Il consigliere regionale Claudio Parente qualche mese fa era stato perentorio: “L’Us Catanzaro il prossimo anno ripartirà da dove lo abbiamo lasciato“. E per ora, l’appuntamento con la gloriosa società giallorossa è esattamente lì: in tribunale. Il pubblico ministero nelle ultime ore ha infatti notificato la chiusura delle indagini alle parti interessate e cioè a tutti coloro che a vario titolo sono intervenuti nella gestione degli ultimi quattro anni di vita (2002-2006) della storica società sportiva catanzarese.
Ora starà proprio agli indagati (Claudio Parente, Domenico Cavallaro, Massimo Poggi, Gerardo Carvelli, Giuseppe Ierace e Bernardo Colao) chiarire la propria posizione attraverso la produzione di cosiddette memorie e dichiarazioni spontanee.
L’avvocato di Bernardo Colao, Salvatore Staiano, si è già affrettato a dichiararsi estremamente tranquillo, e ciò perchè, “da una sommaria lettura delle carte“, il periodo in cui il suo assistito assunse la carica di amministratore risulterebbe non essere interessato dai fatti che stanno alla base delle ipotesi di reato avanzate dal Pm (parliamo di bancarotta fraudolenta e falso in bilancio, innanzitutto).
Ma tranquillo si dice anche Armando Veneto, il difensore dell’ex presidente Parente.

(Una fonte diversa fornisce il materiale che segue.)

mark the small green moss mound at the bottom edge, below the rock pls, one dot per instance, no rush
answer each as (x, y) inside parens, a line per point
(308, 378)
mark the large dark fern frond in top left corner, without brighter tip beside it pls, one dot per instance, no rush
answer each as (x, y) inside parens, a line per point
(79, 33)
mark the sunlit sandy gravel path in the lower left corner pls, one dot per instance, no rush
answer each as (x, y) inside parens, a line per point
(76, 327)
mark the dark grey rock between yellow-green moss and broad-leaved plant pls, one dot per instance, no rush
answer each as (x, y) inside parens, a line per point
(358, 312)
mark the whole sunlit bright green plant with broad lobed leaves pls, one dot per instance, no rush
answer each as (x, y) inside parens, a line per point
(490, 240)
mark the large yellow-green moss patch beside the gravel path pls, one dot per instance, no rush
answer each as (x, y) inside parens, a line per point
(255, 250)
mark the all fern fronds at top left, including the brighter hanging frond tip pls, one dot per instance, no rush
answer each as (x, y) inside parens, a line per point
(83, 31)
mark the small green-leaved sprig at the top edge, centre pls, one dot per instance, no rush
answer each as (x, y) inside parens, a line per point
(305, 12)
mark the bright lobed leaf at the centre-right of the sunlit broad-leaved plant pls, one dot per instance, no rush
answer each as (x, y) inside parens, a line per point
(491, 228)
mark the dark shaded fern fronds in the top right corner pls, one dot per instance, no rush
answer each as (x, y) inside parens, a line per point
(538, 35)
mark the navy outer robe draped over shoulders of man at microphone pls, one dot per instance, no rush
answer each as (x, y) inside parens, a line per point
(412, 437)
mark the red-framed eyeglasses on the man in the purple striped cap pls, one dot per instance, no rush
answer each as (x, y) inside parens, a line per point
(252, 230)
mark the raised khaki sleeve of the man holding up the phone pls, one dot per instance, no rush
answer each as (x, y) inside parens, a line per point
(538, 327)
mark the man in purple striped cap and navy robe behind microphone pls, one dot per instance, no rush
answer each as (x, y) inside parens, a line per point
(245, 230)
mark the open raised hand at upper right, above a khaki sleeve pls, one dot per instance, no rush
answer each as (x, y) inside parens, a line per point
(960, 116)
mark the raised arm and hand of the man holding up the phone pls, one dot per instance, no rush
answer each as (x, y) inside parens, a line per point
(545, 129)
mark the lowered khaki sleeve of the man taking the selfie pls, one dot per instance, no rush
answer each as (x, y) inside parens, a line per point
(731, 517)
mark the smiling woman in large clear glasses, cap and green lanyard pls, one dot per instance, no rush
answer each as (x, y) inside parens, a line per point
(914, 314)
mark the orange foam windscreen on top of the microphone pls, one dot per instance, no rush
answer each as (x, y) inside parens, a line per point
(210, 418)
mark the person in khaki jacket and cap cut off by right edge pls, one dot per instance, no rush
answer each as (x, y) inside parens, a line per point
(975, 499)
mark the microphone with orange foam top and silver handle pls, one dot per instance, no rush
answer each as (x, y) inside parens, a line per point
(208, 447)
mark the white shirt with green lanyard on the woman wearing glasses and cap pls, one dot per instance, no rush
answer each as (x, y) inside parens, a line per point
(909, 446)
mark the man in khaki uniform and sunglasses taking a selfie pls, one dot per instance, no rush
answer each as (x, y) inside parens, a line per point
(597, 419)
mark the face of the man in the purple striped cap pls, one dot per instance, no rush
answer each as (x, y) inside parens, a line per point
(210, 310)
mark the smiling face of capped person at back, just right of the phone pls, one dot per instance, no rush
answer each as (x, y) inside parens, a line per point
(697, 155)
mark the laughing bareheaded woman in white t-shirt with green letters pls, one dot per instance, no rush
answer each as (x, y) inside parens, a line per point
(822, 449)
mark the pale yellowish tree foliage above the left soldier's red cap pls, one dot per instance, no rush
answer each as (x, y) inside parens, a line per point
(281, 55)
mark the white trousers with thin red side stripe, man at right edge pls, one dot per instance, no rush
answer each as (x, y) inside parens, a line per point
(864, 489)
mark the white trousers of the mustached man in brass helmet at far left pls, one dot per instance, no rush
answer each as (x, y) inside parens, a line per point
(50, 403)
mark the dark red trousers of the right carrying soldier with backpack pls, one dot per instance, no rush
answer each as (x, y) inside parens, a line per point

In una velina distribuita e prontamente copia/incollata da molti organi d’informazione calabresi – neanche fosse un’ Ansa sulla fine del mondo- l’avvocato afferma che ora il consigliere della LSP potrà finalmente dimostrare la propria estraneità ai fatti contestati, oltre che definire una volta per tutte le “pressioni criminali” di cui più volte si è detto vittima. Lo stesso Parente, più tardi, ha ribadito il concetto facendo riferimento ai soliti “tentativi di estorsione” che -come tutti i fatti di questa vicenda- andranno necessariamente verificati.
Vedremo.
La Guardia di finanza intanto ha comunicato (secondo quanto disposto dal giudice per le indagini preliminari) di aver provveduto al sequestro preventivo di beni per un valore complessivo di 6 milioni di euro. Si tratta di beni immobili, mobili registrati e quote azionarie di proprietà di tutti gli indagati. La polizia tributaria avrebbe riscontrato in particolare un’indebita percezione di contributi pubblici e della Lega calcio.
Una vera e propria truffa insomma, che secondo l’accusa era articolata molto semplicemente in tre momenti: presentazione di un bilancio florido (ma del tutto fasullo), acquisizione dei contributi pervenuti in ragione del bilancio presentato e indebita spartizione della torta fra i singoli soci. Peraltro viene in questa stessa fase ricostruito lo stato di salute dell’Uesse. I problemi finanziari avrebbero avuto inizio nell’agosto del 2003 per poi diventare drammatici nelle due stagioni successive di serie B (2004/2005-2005/2006). Una serie di azioni ed omissioni che avrebbero condotto nel giro di pochi mesi al fallimento di una società patrimonio dell’intera collettività cittadina.
Fin qui la cronaca.
Da cittadini e tifosi però, segnaliamo in questa giornata un moto di soddisfazione parziale e del tutto indipendente -s’intenda bene- dalle vicende penali dei singoli indagati. La macchina della giustizia è in moto. E al di là di come si concluderà la vicenda processuale, è in qualche modo rassicurante credere che nessuno possa permettersi di fallire senza incorrere in specifiche conseguenze.
E ciò che vale per la storica, gloriosa e mai dimenticata US, varrà certamente anche per il giovane, disastrato e inguardabile FC.